様々な業界で偉大な業績を残した人たちは長寿を保っていることが多い一方で、夭折したのに大きな業績を残したり、若くして成功する人たちもまたいます。


こういう人たちは一代で成功したというよりも先祖代々の蓄積があったというケースが多いのではないかと思います。





邱永漢先生が経営者の小林一三について大絶賛した書籍です。


私の場合、この本によって小林一三という人物を初めて知り、少し値が張ったのですが、小林一三全集を買ってみました。


小林一三全集〈第7巻〉 (1962年)
小林 一三
ダイヤモンド社
1962




その第七巻に以下のような話が載っていました。


「スイスの時計は世界で非常に有名なんですよ。ところがスイスの時計のいい職人というものは、やはり親が二代も三代も古いほどいい職人が生まれて、初めてではどんな器用なものでも第一流の職人にはなれないという話を聞いたのですが……」(p.455)

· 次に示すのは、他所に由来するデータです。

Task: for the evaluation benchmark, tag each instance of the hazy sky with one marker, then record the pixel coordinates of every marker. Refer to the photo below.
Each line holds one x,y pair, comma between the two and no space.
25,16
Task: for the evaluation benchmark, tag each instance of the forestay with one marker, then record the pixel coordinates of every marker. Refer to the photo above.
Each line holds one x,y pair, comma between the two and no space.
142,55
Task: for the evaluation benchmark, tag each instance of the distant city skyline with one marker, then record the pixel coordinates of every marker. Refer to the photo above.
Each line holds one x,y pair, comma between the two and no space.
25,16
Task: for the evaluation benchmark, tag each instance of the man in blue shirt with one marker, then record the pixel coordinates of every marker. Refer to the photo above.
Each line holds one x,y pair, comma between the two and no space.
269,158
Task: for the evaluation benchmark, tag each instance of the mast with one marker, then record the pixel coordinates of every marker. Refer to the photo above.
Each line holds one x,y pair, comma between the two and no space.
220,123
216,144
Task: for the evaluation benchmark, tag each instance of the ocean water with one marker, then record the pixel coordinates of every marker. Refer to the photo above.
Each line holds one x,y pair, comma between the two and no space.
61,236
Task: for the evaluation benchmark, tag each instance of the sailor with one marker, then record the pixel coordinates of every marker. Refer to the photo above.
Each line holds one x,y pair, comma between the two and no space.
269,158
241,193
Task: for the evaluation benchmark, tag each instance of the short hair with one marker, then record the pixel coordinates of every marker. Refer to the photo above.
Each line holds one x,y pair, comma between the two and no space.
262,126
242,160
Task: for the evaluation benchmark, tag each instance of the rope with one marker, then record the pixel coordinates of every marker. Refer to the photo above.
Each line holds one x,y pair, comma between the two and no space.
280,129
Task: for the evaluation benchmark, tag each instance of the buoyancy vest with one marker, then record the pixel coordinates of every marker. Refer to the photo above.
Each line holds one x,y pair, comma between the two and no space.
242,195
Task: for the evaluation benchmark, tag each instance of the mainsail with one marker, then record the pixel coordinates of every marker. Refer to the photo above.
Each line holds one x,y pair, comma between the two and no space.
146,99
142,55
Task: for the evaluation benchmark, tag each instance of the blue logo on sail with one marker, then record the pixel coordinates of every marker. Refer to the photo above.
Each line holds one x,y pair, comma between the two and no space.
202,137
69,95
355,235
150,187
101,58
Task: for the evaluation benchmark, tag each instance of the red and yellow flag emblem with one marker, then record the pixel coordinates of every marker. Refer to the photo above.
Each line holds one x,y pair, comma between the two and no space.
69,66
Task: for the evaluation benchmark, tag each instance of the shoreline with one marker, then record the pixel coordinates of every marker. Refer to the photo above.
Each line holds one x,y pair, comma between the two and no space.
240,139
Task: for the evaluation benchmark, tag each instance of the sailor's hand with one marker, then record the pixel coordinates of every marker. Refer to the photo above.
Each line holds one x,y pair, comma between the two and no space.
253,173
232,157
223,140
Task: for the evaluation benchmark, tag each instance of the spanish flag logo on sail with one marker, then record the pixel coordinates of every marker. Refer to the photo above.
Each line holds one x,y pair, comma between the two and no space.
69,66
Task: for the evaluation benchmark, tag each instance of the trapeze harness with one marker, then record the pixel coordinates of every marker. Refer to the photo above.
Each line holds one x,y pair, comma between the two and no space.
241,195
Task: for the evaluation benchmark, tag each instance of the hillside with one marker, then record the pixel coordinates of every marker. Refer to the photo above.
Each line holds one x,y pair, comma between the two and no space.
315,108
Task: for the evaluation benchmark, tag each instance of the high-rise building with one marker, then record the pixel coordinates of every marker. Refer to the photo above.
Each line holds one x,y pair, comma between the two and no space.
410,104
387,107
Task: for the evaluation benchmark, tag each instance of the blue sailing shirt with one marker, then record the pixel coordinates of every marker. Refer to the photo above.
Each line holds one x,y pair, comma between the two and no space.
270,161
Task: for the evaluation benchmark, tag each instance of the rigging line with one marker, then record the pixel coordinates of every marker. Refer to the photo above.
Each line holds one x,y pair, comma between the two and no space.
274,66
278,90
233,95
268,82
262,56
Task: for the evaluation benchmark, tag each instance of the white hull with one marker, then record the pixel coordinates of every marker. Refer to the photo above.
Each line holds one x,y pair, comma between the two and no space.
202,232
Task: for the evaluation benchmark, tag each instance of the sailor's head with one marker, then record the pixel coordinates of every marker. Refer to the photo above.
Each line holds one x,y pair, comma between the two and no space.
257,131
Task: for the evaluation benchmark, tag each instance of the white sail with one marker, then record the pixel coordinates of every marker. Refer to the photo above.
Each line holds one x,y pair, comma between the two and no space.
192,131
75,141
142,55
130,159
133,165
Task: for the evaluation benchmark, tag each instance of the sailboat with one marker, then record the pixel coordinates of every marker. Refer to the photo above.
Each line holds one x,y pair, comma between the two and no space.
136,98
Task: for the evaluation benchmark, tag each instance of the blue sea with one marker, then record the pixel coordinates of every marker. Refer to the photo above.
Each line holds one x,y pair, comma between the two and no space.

という話を歌舞伎役者との対談でしていて、やはり役者というものも家々で育てていくものなのでしょうという結論になるのですが、これは業界問わずある程度共通したものなのではないかと思います。


世襲というと今日ではマイナスなイメージで語られることが多いですが、現実には世襲によって先祖代々の経験や知識が損なわれることなく継承発展していく。


平成の今の世でも、どの業界を見ても世襲だらけなのは、それが経済的合理性にかなっているからではないでしょうか。